Cinéma.
Hala Galal,
responsable de la société de production Semat, première
entité du cinéma indépendant en Egypte.
«
Devenir un véritable laboratoire qui stimule les
coproductions et les échanges »
Al-Ahram
Hebdo : En tant que responsable du premier mouvement
cinématographique indépendant, comment expliquez-vous cette
foule de manifestations successives célébrant le film
égyptien indépendant ?
Hala Galal :
Il est fort intéressant de voir de jeunes cinéastes prendre
en charge ce genre très peu favorisé naguère en Egypte.
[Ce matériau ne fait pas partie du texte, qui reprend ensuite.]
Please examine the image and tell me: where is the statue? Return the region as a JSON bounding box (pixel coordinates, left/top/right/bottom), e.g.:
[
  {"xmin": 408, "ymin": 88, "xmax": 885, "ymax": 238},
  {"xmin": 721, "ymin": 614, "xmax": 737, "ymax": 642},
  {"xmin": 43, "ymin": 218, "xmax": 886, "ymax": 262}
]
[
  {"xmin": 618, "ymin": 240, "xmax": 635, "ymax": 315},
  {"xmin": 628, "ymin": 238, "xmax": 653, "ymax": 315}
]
Néanmoins, une telle activité artistique doit répondre à une
harmonisation objective, afin d’éviter tout désordre dans
les dates de la tenue des différentes manifestations
correspondantes, et de servir l'épanouissement de ce genre.
Je trouve donc nécessaires la concertation des efforts des
indépendants et la coordination de l’échange d’informations
entre eux, sans quoi ils ne pourront accéder à la maturité
de leurs créativités.
— Une soixantaine de films indépendants ont été produits ces
cinq dernières années, quel est l’objectif annoncé de Semat
durant cette année 2007 ?
— Semat va aujourd’hui bien au-delà de son rôle initial de
plate-forme de lancement du nouveau cinéma indépendant, pour
devenir un véritable laboratoire qui stimule les
coproductions et les échanges entre les cinéastes
indépendants arabes, africains et européens. En ce qui
concerne nos productions, nous ne nous fixons pas de nombre
précis de films à produire. C’est une énergie qui s’organise
et nous conduit annuellement vers trois ou quatre films,
produits en direct par les réalisateurs indépendants, ou en
coproduction avec des indépendants arabes ou européens. Nous
sommes guidés par notre seule passion du cinéma. Notre goût
est simplement d’aller à chaque fois vers la meilleure
œuvre, sans frontières, d’aucune sorte. La création
cinématographique est un territoire de tous les hommes ! De
même, nous commencerons cette année à produire des longs
métrages, dans le but de permettre aux jeunes talents de
découvrir d’autres latitudes et dimensions.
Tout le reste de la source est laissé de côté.